Personnes
Une amitié épistolaire originale
Des étudiants de l’école supérieure en pédagogie sociale de Lucerne réunissent deux générations autour d’échanges épistolaires. Désormais mené par la promotion de la santé du canton d’Uri, Pro Senectute et l’école primaire de Seedorf, le projet est un succès, comme le montre l’amitié épistolaire entre Rio (13 ans) et Marie, de 70 ans son aînée.
Section Contenu riche

«Je m’appelle Rio et j’ai 13 ans. Quel âge avez-vous, en fait? J’habite à Seedorf, dans le canton d’Uri. Je suis à moitié Australien.
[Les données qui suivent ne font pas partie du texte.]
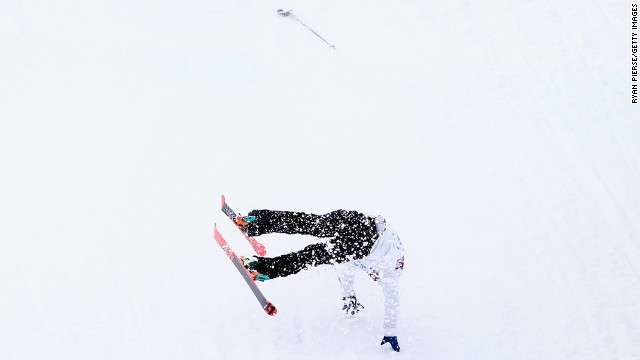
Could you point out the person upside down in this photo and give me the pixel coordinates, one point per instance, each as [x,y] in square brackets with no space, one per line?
[355,241]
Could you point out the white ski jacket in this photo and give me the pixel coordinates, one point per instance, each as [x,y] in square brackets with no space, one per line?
[384,265]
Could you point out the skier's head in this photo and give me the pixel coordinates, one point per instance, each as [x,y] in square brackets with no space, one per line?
[381,224]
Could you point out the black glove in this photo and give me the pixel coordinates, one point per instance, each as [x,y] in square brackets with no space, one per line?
[393,340]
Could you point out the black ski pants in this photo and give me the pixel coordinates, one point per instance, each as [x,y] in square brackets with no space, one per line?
[352,236]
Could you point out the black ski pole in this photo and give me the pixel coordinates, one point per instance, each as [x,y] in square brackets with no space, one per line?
[289,13]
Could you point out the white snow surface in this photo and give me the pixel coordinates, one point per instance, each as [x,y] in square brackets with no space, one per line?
[496,137]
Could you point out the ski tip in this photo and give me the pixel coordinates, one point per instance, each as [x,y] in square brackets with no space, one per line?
[270,309]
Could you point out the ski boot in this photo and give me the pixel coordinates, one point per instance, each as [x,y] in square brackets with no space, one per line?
[245,222]
[351,307]
[249,264]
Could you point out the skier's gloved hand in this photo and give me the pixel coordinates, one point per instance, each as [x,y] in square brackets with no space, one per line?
[393,340]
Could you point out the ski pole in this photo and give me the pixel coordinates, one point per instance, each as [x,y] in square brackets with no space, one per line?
[289,13]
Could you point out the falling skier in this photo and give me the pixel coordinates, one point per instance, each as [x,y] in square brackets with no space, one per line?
[356,241]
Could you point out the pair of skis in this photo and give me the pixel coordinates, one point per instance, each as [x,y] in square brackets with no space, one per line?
[267,306]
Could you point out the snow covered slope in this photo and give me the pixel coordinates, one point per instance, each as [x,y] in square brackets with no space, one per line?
[496,137]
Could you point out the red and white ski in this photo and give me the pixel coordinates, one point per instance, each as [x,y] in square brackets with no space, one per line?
[267,306]
[257,246]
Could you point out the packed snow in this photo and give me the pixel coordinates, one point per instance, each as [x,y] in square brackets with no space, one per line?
[497,138]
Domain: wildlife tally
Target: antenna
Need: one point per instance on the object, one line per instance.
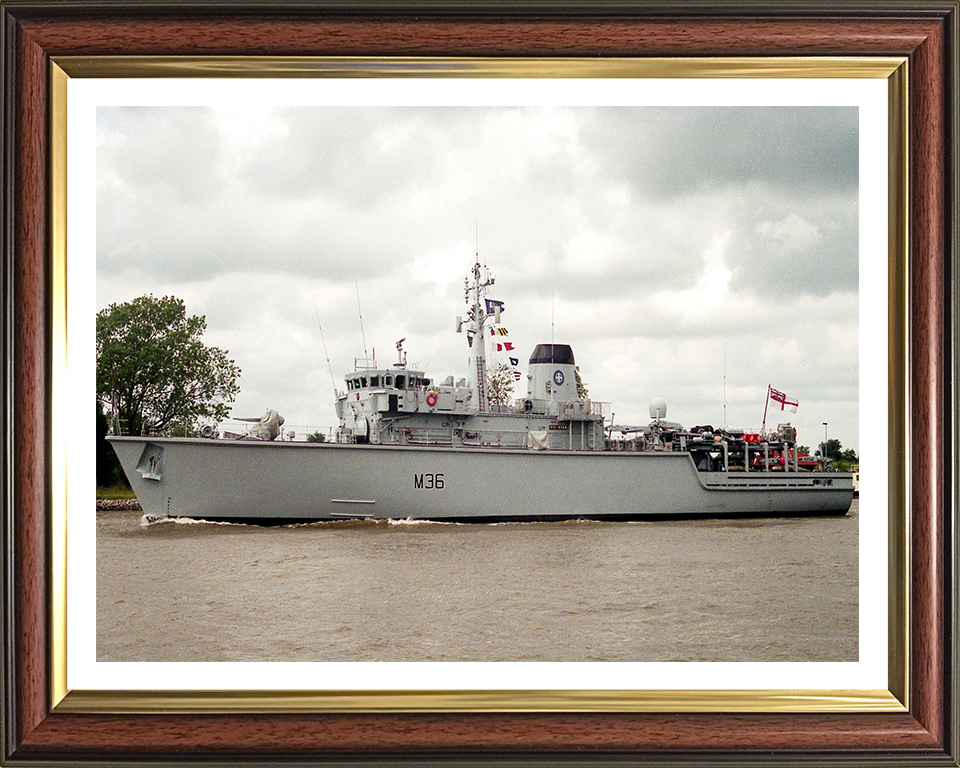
(724, 385)
(553, 311)
(362, 336)
(316, 311)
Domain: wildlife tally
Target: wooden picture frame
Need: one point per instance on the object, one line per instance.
(925, 730)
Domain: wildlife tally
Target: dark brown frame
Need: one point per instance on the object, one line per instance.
(924, 32)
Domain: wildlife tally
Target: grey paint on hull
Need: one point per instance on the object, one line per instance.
(261, 481)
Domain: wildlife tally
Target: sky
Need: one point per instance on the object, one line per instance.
(691, 253)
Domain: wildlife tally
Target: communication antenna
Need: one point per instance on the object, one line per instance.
(333, 381)
(724, 385)
(553, 311)
(362, 336)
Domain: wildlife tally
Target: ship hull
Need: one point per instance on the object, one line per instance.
(263, 482)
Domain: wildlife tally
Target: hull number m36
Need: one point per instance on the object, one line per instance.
(428, 481)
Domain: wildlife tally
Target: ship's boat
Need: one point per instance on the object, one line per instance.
(408, 447)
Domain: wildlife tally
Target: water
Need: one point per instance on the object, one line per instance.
(742, 590)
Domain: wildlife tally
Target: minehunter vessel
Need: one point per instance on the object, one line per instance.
(409, 448)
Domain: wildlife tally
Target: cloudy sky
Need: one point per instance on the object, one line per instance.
(658, 240)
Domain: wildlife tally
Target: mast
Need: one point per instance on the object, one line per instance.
(474, 293)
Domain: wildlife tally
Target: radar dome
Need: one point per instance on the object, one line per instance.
(658, 408)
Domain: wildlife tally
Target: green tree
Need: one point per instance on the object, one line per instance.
(500, 384)
(581, 387)
(153, 370)
(842, 459)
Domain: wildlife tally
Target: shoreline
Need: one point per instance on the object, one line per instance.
(104, 505)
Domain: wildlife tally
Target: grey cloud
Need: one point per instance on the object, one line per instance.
(667, 152)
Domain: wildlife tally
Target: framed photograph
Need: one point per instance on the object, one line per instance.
(872, 85)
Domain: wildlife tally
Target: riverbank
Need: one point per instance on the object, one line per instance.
(117, 504)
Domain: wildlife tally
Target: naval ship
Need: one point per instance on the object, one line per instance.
(408, 447)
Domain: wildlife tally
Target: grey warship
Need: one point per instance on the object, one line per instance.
(410, 448)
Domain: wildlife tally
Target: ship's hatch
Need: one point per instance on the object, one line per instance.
(150, 465)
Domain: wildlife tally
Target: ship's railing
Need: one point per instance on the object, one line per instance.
(230, 427)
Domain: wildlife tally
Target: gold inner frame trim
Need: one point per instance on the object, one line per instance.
(893, 69)
(413, 66)
(529, 701)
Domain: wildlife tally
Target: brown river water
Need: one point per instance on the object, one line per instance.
(705, 590)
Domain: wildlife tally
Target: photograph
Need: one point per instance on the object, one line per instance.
(470, 392)
(535, 383)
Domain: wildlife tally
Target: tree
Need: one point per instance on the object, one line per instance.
(500, 385)
(154, 372)
(842, 459)
(581, 387)
(109, 472)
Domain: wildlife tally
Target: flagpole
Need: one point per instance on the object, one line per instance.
(766, 402)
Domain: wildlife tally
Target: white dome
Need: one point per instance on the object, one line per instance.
(658, 408)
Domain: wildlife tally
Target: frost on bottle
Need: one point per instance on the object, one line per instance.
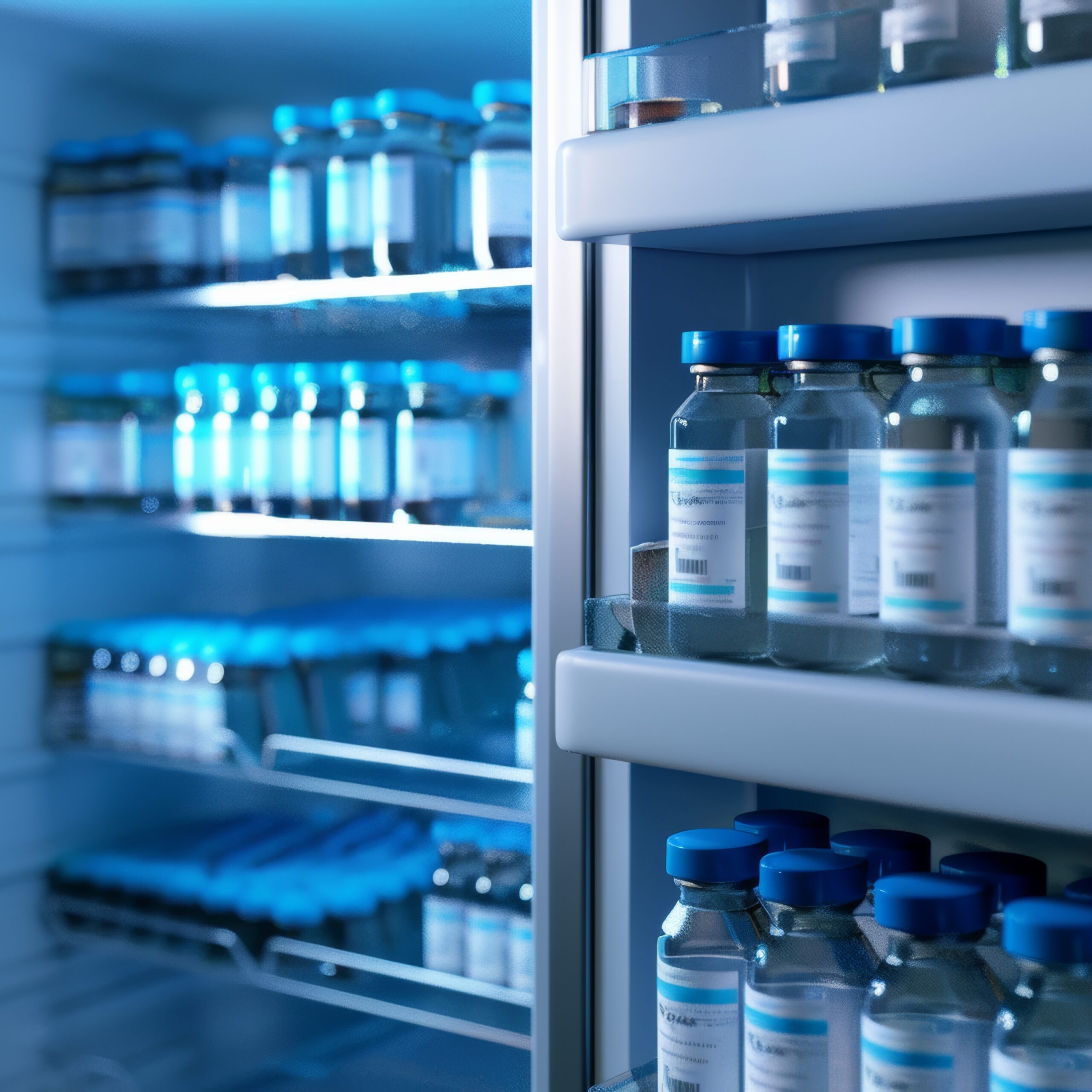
(717, 498)
(701, 959)
(1043, 1037)
(1051, 511)
(824, 500)
(929, 1013)
(806, 983)
(943, 505)
(500, 175)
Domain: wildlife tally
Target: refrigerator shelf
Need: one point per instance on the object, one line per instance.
(915, 163)
(495, 290)
(350, 771)
(992, 754)
(314, 972)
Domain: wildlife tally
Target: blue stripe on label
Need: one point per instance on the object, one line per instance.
(784, 1025)
(927, 479)
(898, 601)
(703, 589)
(693, 995)
(909, 1060)
(706, 478)
(784, 593)
(810, 478)
(1032, 481)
Là-bas, il fait un peu plus chaud qu’en Suisse.» C’est par ces mots qu’est née une amitié épistolaire entre Rio et Marie Arnold. L’ado et l’ancienne se sont déjà écrit plusieurs lettres et se sont même rencontrés une fois dans la cour de l’école. Aujourd’hui, Rio rend visite à sa nouvelle amie dans le paisible village d’Isenthal, non loin de Seedorf, accessible par une seule route de montagne étroite. «Je ne pourrais habiter ici, à cette altitude, que si ma famille et mes amis étaient près de moi», se dit Rio à la vue du joli chalet aux rebords de fenêtres garnis de géraniums.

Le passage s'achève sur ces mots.